Hmmm, 0.7ohm, 2.5mm and between 20-25watts, I should be ok

Reactions: Like 1


----------



## YeOldeOke (24/1/22)

@Dela Rey Steyn


Dela Rey Steyn said:


> Hmmm, 0.7ohm, 2.5mm and between 20-25watts, I should be ok


I've been running it in an OBS Nano, RDL, 0.75 ohm, 3mm dia at 15-17 watts and have had no gunking, just discoloration. So I would say yes, unless you get dry hits that'll be fine. You may find different notes at a bit lower wattage if you play around.

The mix is pretty robust, so no need to tiptoe around it to extract flavour. I settled on that, as these ultra-fragile NETs seem to defeat the object of the exercise in trying to be light on coils.

Slightly spaced coils may also help. The thing is not too worry about the colour, but the actual gunk in wick and coil. I have not really found any gunk.

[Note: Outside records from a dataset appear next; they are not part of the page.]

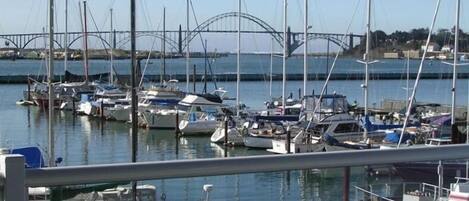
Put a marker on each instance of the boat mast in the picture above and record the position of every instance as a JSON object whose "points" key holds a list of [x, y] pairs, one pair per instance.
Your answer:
{"points": [[238, 58], [49, 82], [111, 75], [271, 65], [66, 40], [408, 75], [305, 70], [85, 41], [455, 62], [366, 58], [187, 46], [285, 54], [164, 44], [133, 69], [414, 90]]}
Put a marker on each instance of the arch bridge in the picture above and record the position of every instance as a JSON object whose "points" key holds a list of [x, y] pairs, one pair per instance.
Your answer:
{"points": [[176, 39]]}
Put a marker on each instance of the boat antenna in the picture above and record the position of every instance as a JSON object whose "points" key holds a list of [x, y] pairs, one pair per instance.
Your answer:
{"points": [[324, 87], [133, 69], [414, 90], [66, 42], [285, 55]]}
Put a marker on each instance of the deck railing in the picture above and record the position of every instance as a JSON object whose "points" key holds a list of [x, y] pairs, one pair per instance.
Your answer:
{"points": [[15, 178]]}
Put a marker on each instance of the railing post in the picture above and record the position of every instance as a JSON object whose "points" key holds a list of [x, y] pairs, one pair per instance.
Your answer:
{"points": [[13, 174], [225, 139]]}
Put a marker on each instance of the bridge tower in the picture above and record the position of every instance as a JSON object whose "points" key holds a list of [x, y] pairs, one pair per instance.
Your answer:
{"points": [[114, 40]]}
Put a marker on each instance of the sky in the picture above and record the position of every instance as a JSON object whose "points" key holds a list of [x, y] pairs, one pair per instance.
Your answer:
{"points": [[333, 16]]}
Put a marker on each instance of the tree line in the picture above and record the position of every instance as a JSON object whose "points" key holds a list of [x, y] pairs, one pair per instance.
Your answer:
{"points": [[413, 40]]}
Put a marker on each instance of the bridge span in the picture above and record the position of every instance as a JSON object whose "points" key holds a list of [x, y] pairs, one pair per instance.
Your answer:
{"points": [[176, 39]]}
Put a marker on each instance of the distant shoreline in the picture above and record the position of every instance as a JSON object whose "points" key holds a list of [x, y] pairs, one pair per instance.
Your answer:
{"points": [[230, 77]]}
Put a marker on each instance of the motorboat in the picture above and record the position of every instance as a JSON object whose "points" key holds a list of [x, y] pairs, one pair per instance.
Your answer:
{"points": [[204, 112], [234, 132], [329, 127], [264, 129]]}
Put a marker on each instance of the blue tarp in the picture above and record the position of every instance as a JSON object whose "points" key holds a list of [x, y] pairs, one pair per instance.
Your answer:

This is the strength I settled on, after 5ml. Tried many tanks, all the same. Dark but effectively no gunk.

Reactions: Winner 2


----------



## Viper_SA (25/1/22)

Perique and latakia were some of my favorite profiles to play with when I still did DIY. Interested to see the feedback here and maybe order some.

Reactions: Agree 1


----------



## YeOldeOke (25/1/22)

Perique is in the pipeline.

Reactions: Like 2 | Winner 1


----------



## DavyH (27/1/22)

Order placed!

Reactions: Like 1 | Winner 2


----------



## Intuthu Kagesi (27/1/22)

DavyH said:


> Order placed!



... and reviews to follow please

Reactions: Like 2


----------



## YeOldeOke (11/2/22)

Coming soon, our next NET!

ADV Perique
Pure NET

Reactions: Like 1 | Winner 4


----------



## Intuthu Kagesi (12/2/22)

YeOldeOke said:


> Single malt has come up a few times lately, which reminded me I've never tried a good single malt. The highest I've flown is the odd blended Dimple Haig, Chivas Regal and my current JW Double Black, which I enjoy quite a lot. But surely I must try the single malts soon.
> 
> What single malt would you recommend. There's a list here but lists are seldom very helpful.
> 
> ...



There is in my opinion no such thing as a sh## SINGLE Malt, there are a few shirty Pure Malts and Blended Malts, however, as you positioned your question as what I would recommend ... I would have to say the Six Classics as they are sometimes referred to, stand above the rest, them being;

*Dalwhinnie* - This in my opinion is the smoothest of them all ... it's a subtle, gentle, smooth, did I say smooth? .... O, and it's really smooth, and delicate. It's a malt from the Highlands, with a light honey smokiness hidden in it's wonderful golden glow ... This is one you can serve anytime and to anyone without fear of it not appeasing a palate.
*Glenkinchie* - A soft, sweetly aromatic malt with some fresh, meadow grassy sweetness hiding in the bottle ... balanced with a warming, dryish finish.
*Oban* - A sophisticated, rich and full-bodied malt with a mellow fruity undertone, and just a smidgen of the peaty style of the Islay malts, (_and make no mistake ALL the Islay malts are heaven in a bottle_!)
*Cragganmore* - An amazingly complex and sophisticated Speyside Malt ... probably the most complex aroma of any single malt in my opinion ... there are some fantastic sweet fragrant notes with a delicious malt undertow ... pure yumminess!
*Talisker* - The seaside comes into this malt in a big way ... seaweedy taste, and just a little smoky in nose with a deep spicy undertones coupled with an almost sweet malty-ness ... hell man I'm salivating over malts at 8AM jus typing this ... probably be tanked by midday too at this rate 
*Lagavulin* - When you experience this one, you'll wonder if all other single malt distillers used this as their end goal ... It has a distinctive and powerful smoky nose with a peaty undertow, and to coin a vape phrase ... a great throat hit .... and yet is velvety smooth.
It's also used as a flavourant in a number of popular whiskies which you may recognise.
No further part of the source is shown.